I am not your doctor and the following is not medical advice. This is a very common issue for those who struggle with addiction especially to pain medications; that is to also have some sort of chronic pain. Often the pain leads to the medication use, at times leads to tolerance to the medication effect and overuse and at times leads to addiction. It would be important for any treatment program to address the pain medicine addiction with an evidence based model, including potentially use of medication-assisted treatment, therapy (both group and individual settings are appropriate). Along with such, it would also be important not to forget about the pain treatment as well. Some types of medications utilized for pain medication addiction can help with pain as well, however it may be beneficial to work with either a neurologist or pain management group who are aware of your pain medication addiction history, to adequately address pain needs with alternatives to narcotic type medications. This might include use of alternate strategies for pain management even including non-mediation options you could discuss with pain specialists (things like acupuncture for example). Lastly, it would be important to consider any potential need for mental health treatment as pain and addiction are often intertwined with mental health conditions like depression, anxiety, PTSD, and others. A multimodal approach targeting all of these facets may prove most useful. Also consider different types of addiction treatment programs exist, they are not all created equal, and they are not one-size fits all. There is hope, and not everyone gets it on their first try. Best of luck.

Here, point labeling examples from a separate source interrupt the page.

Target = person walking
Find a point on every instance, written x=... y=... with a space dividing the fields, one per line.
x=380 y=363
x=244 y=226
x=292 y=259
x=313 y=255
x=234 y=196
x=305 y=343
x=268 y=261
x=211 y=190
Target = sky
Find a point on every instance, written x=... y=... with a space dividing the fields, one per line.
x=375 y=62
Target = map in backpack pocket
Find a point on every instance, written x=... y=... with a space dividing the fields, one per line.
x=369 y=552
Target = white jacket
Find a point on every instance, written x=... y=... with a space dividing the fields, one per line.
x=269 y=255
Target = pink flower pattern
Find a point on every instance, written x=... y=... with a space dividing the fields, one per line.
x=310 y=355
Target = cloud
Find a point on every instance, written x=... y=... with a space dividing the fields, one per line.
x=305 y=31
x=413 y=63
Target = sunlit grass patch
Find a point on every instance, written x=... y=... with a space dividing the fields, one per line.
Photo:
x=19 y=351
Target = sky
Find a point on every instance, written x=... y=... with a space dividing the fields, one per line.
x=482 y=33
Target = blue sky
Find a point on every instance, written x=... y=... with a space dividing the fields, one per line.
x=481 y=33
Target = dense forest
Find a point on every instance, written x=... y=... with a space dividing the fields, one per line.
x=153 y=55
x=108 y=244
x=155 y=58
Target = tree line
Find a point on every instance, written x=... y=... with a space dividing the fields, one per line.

I do believe there is help for you. Not knowing where you live, look into programs or therapists such as medical family therapy. Most often they can be found in hospitals. The program/therapists work with your doctor and a program doctor to set up the best treatment for you. They take your pain and need for the medication into consideration when working with you.
I'm so sorry this happened to you. Do they know what the cause of your headaches is? Have you had a full work-up for them? What sort of treatment have you undergone for your addiction? Detox, rehab, buprenorphine, methadone? Buprenorphine does provide relief from pain so that may be an option for you. Also, there are some powerful painkillers (such as diclofenac) that aren't addicting. Your doctor does have some weapons in his arsenal that can help you. Just sit down and talk to him or her.